CXCR3 blockade inhibits T-cell migration into the CNS during EAE and prevents development of adoptively transferred, but not actively induced, disease.

Autoreactive T-cell infiltration into the CNS is critical in MS and EAE. The chemokine receptor CXCR3 and its ligands are implicated in MS and mouse EAE, but the contribution of CXCR3 to T-cell migration into the inflamed CNS remains controversial. During active disease in a rat EAE model, blood T-cell, spleen T-cell and T lymphoblast migration into the CNS was inhibited by a CXCR3 blocking mAb by, 30-70%, ∼75% and 50-80%, respectively. However, CXCR3 blockade after active immunization did not inhibit EAE, did not alter total T-cell accumulation in the CNS and did not affect Treg accumulation or the presence of cells producing IFN-γ or IL-17. Conversely, CXCR3 blockade during EAE induced by adoptive transfer of myelin basic protein-activated T cells delayed disease onset, shortened its duration and reduced disease severity.
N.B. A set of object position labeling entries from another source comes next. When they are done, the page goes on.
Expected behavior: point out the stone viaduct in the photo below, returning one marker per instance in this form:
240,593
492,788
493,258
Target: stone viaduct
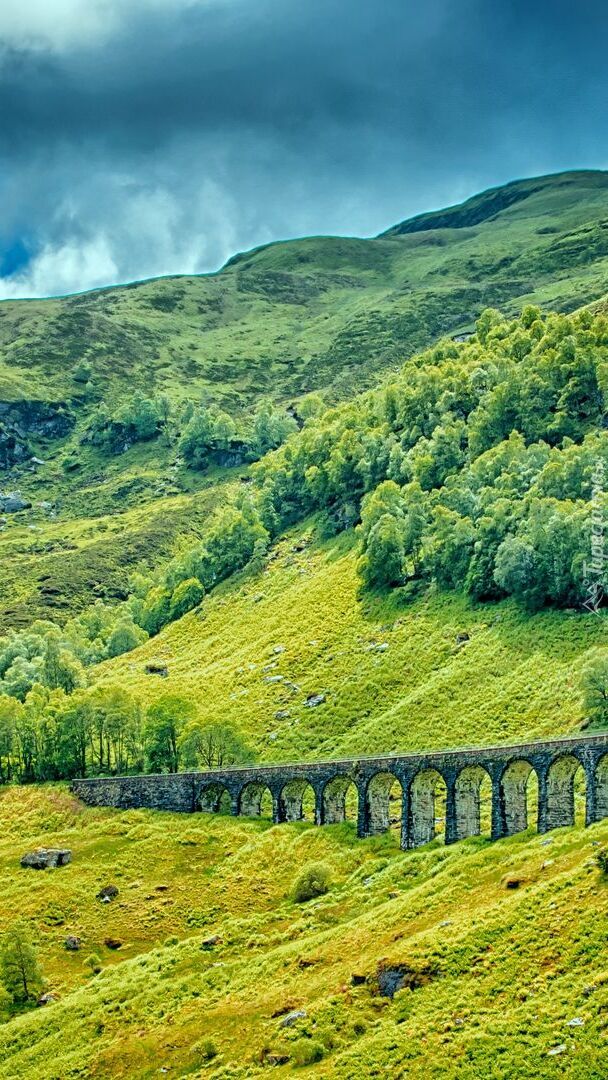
377,785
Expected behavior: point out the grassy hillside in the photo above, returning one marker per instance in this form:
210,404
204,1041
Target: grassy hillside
392,673
497,975
193,968
321,313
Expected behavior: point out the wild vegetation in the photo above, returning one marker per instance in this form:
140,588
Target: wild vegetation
278,514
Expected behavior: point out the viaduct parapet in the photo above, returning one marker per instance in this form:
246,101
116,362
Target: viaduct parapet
497,778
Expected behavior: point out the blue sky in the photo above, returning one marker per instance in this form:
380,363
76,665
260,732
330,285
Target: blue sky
142,137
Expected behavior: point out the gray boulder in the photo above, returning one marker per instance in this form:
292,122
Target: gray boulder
313,700
293,1017
46,859
108,893
11,502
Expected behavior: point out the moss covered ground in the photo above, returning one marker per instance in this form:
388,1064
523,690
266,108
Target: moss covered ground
499,977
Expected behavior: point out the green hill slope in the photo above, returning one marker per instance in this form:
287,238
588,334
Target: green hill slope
392,674
496,975
321,313
193,968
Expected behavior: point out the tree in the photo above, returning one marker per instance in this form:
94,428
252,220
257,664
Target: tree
19,971
61,670
313,880
215,746
594,685
124,637
163,726
187,595
382,564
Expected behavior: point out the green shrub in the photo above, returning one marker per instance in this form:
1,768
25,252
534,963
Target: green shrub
206,1050
313,881
93,962
307,1052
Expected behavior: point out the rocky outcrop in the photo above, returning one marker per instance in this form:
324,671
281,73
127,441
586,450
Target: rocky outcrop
24,420
11,502
46,859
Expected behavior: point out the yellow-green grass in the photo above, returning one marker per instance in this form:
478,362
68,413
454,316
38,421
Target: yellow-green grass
393,674
503,970
55,565
321,313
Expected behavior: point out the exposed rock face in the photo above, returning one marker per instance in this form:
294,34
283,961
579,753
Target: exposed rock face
11,502
154,667
24,419
293,1017
46,859
108,893
313,700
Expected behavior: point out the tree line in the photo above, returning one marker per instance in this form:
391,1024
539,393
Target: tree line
107,731
472,469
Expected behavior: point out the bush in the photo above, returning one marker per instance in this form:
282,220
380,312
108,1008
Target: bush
307,1052
313,881
93,962
206,1050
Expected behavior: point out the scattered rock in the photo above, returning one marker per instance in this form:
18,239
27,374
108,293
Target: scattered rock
274,1058
395,976
154,667
313,700
513,882
11,502
212,942
46,859
46,999
108,893
293,1017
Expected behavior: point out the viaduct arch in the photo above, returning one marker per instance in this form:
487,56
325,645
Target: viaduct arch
415,783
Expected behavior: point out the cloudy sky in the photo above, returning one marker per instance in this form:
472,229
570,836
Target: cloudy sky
142,137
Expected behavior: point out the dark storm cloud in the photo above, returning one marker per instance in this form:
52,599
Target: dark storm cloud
173,133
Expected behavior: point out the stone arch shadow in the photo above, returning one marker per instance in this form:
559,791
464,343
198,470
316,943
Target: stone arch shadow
472,802
214,798
565,792
339,800
600,783
383,801
518,796
428,793
255,800
297,800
Moreover, CXCR3 blockade inhibited leukocyte infiltration of the CNS>95%, virtually abolishing infiltration of transferred T cells. Thus, CXCR3 plays a major role in T-cell migration to the CNS and can be critical for encephalitogenic T-cell migration into the CNS to induce disease, but CXCR3-independent recruitment can also produce EAE.